Un país sano se construye gracias a la libertad y el trabajo de cada miembro de la sociedad que busca su prosperidad individual y la de su familia, siendo conscientes de que su marco jurídico, económico y de convivencia es su país y que existe una simbiosis entre el país y el individuo, de manera que cuanto mejor le vaya al individuo, mejor le irá al país y cuanto mejor le vaya al país, mejor le irá al individuo. Eso es así en el 95% de los países, por no decir en más, pero en España, como en otras tantas cosas, nos salimos de la norma.

Un buen puñado de ciudadanos de las comunidades autónomas mal llamadas ‘históricas’, piensan en otra clave. Ellos piensan en su propio interés en contra del interés general del país y asumen como cierto que el resto de España les está robando cosas que en realidad nos pertenecen a todos. Quieren lo mejor para ellos y para sus propias comunidades autónomas y si en sus pretensiones se anteponen los intereses de extremeños, manchegos o leoneses (pocas regiones tan históricas como León), se les pone el dedo corazón muy tieso y saludan al tendido con una enorme ‘peineta’.

Los políticos de esas comunidades, queriendo sacar partido de la situación, coquetean con ese sentimiento nacionalista, con la política idiomática, los mensajes y las costumbres, alimentando con más o menos intención esa desafección hacia el resto de España, quedando como lo más guay o como se dice ahora, lo más ‘cool’, del arco parlamentario.

Entre esos políticos habría que diferenciar dos grupos.
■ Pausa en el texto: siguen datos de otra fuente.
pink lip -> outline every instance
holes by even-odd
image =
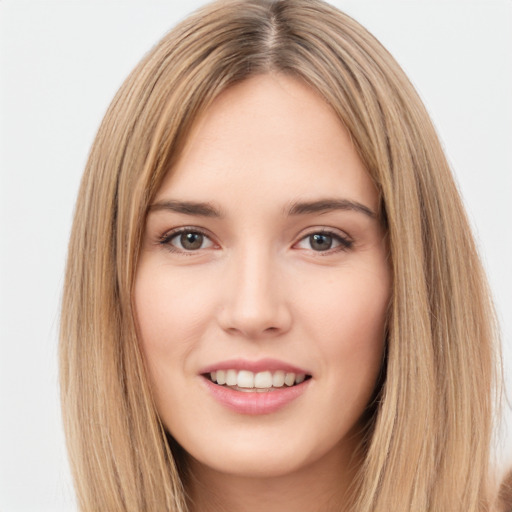
[[[229,368],[233,368],[233,366],[229,366]],[[300,397],[312,379],[292,387],[276,388],[274,391],[264,393],[236,391],[214,384],[206,377],[201,377],[201,380],[211,396],[223,406],[239,414],[257,415],[270,414],[282,409]]]
[[[283,370],[288,373],[304,373],[306,375],[311,375],[311,372],[308,372],[308,370],[270,358],[258,359],[257,361],[249,361],[247,359],[230,359],[228,361],[220,361],[206,366],[199,373],[205,374],[217,370],[249,370],[254,373],[264,372],[266,370],[271,372]]]

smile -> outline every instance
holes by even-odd
[[[205,375],[214,384],[242,392],[268,392],[301,384],[310,376],[305,373],[277,371],[252,372],[250,370],[216,370]]]

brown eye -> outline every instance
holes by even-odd
[[[213,242],[199,231],[179,231],[166,236],[162,242],[176,252],[198,251],[213,246]]]
[[[203,245],[203,235],[201,233],[182,233],[180,235],[180,244],[187,251],[195,251]]]
[[[314,252],[335,252],[350,249],[352,241],[334,232],[320,231],[305,236],[299,241],[297,247]]]
[[[333,238],[330,235],[316,233],[309,236],[309,245],[314,251],[328,251],[333,244]]]

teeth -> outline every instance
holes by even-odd
[[[284,386],[285,373],[282,370],[278,370],[272,375],[272,386],[275,388],[281,388]]]
[[[237,379],[236,379],[236,385],[239,388],[253,388],[254,387],[254,373],[248,372],[247,370],[239,371]]]
[[[287,373],[284,377],[284,383],[287,386],[293,386],[295,384],[295,374],[294,373]]]
[[[228,370],[226,372],[226,384],[228,386],[236,386],[237,385],[237,375],[236,370]]]
[[[217,370],[210,373],[212,382],[219,385],[236,386],[244,389],[265,390],[269,388],[282,388],[283,386],[293,386],[300,384],[306,379],[304,373],[285,372],[277,370],[275,372],[250,372],[248,370]]]
[[[271,388],[272,374],[270,372],[259,372],[254,376],[255,388]]]

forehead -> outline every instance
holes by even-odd
[[[333,110],[307,85],[270,74],[216,98],[156,199],[282,206],[326,195],[377,210],[376,189]]]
Los hasta cierto punto bienintencionados partidarios de una ‘equidistancia’ en la que confunden moderación con vacío ideológico (tanto de izquierda, de derecha o de centro) y los políticos de un segundo grupo, malintencionados o malnacidos que siempre justificaron, justifican y justificarán la violencia para conseguir sus objetivos.
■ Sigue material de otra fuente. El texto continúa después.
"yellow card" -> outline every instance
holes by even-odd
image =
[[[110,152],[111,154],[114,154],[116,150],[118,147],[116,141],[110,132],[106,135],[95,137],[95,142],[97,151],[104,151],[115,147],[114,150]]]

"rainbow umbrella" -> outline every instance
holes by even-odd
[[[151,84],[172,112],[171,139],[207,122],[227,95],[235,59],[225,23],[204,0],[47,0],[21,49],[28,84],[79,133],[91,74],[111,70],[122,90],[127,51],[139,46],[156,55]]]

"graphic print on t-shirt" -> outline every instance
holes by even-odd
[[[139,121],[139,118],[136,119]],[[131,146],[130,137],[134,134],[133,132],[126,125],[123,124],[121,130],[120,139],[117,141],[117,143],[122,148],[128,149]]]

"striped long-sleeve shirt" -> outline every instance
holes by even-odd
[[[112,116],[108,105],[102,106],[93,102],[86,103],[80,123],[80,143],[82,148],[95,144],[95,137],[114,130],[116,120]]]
Unos por malos y otros por tontos, dan una pátina nacionalista a la educación, las subvenciones, las televisiones públicas y hasta la sanidad, de manera que los ciudadanos desde su más tierna infancia van generando un rechazo a España y los nuevos políticos que van llegando con ese espíritu equidistante, cada vez tienen que endurecer su discurso para seguir siendo guays en esa espiral de destrucción de la prosperidad nacional.